British cyclist breaks world record pedalling from Muscat to Salalah

13 Feb 2018
POSTED BY Y Magazine

British schoolteacher braves dust and gusty winds to break a world record, pedalling from Muscat to Salalah in less than 48 hours. Hasan Al Lawati reports on the pedal push.

British national Jonathan Shubert has made history, cycling from Muscat to Salalah in less than 48 to break a world record.

The science teacher, who has been working in the Sultanate for three years, pedalled 1,300km in less than two days.

His daring adventure that successfully ended on Tuesday started in the early morning hours of Sunday.

It was cold and dark when Shubert arrived at the National Museum in Muttrah, fuelled by salt bicarbonate soda and passion to achieve the seemingly impossible.

“It makes my blood saltier so I can absorb more water so if there is more water in me when I start…it makes it easier,” he told the Y magazine.

Moments later the science teacher was on his mission to cycle from the north (Muscat) to the south (Salalah), crossing around 1,300km of cliffs and highlands.

On Tuesday, February 13, the British national successfully set a new world record, lowering the existing mark of six days to under 48 hours.

He was to take only one 10-minute break every six hours.

When I arrived at the starting point in Muttrah on Sunday (February 11), the cyclists accompanying Shubert were fixing reflective tape on their bikes.
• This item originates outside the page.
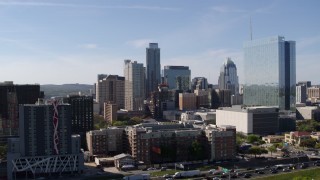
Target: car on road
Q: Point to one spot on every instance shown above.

Asked about his preparation for the adventure, Shubert said: “I am a teacher so I can’t use the time of the week. During weekends I cycle to Nizwa and explore other parts of Oman for long hours to build endurance.”

With back-to-back training on Fridays and Saturdays, in addition to “faster and harder” preparations during some week days with his Omani friends, Shubert primed for the challenge putting in 18 hours a week.

One of the main factors that concern cyclists is the weather. Before the start Shubert said he had checked with the Public Authority for Civil Aviation (PACA). “There will be some fog in Duqm. Otherwise, it’s expected to be quite favourable. But one of the issues is the dust. After eight hours you will start to feel it in your lungs because of heavy breathing,” he explained.

According to his team members, the weather was too windy and challenging, unlike expected.

In his interview with the adventure magazine ub-cool before the trip, he had said: “I have lived and worked in Oman for three years; I love the country, I love the people. So, firstly, I’m already here; secondly, the road infrastructure and the topography of the country is amazing; and, thirdly, as a resident of Oman, I feel compelled to do something to assist with problems in the region, however small my contribution.

“Attempting such a feat in the Middle East poses added challenges that I have never had to deal with before; most notably, coping with heat and dehydration, but also the dust and its effect on my respiratory system.”

Shubert is no stranger to such challenges, though. Between March 2013 and March 2014, he embarked on an unassisted, 30,000km circumnavigation of the globe by bicycle, passing through 29 countries and three continents, braving the tough tests posed by climate and terrain.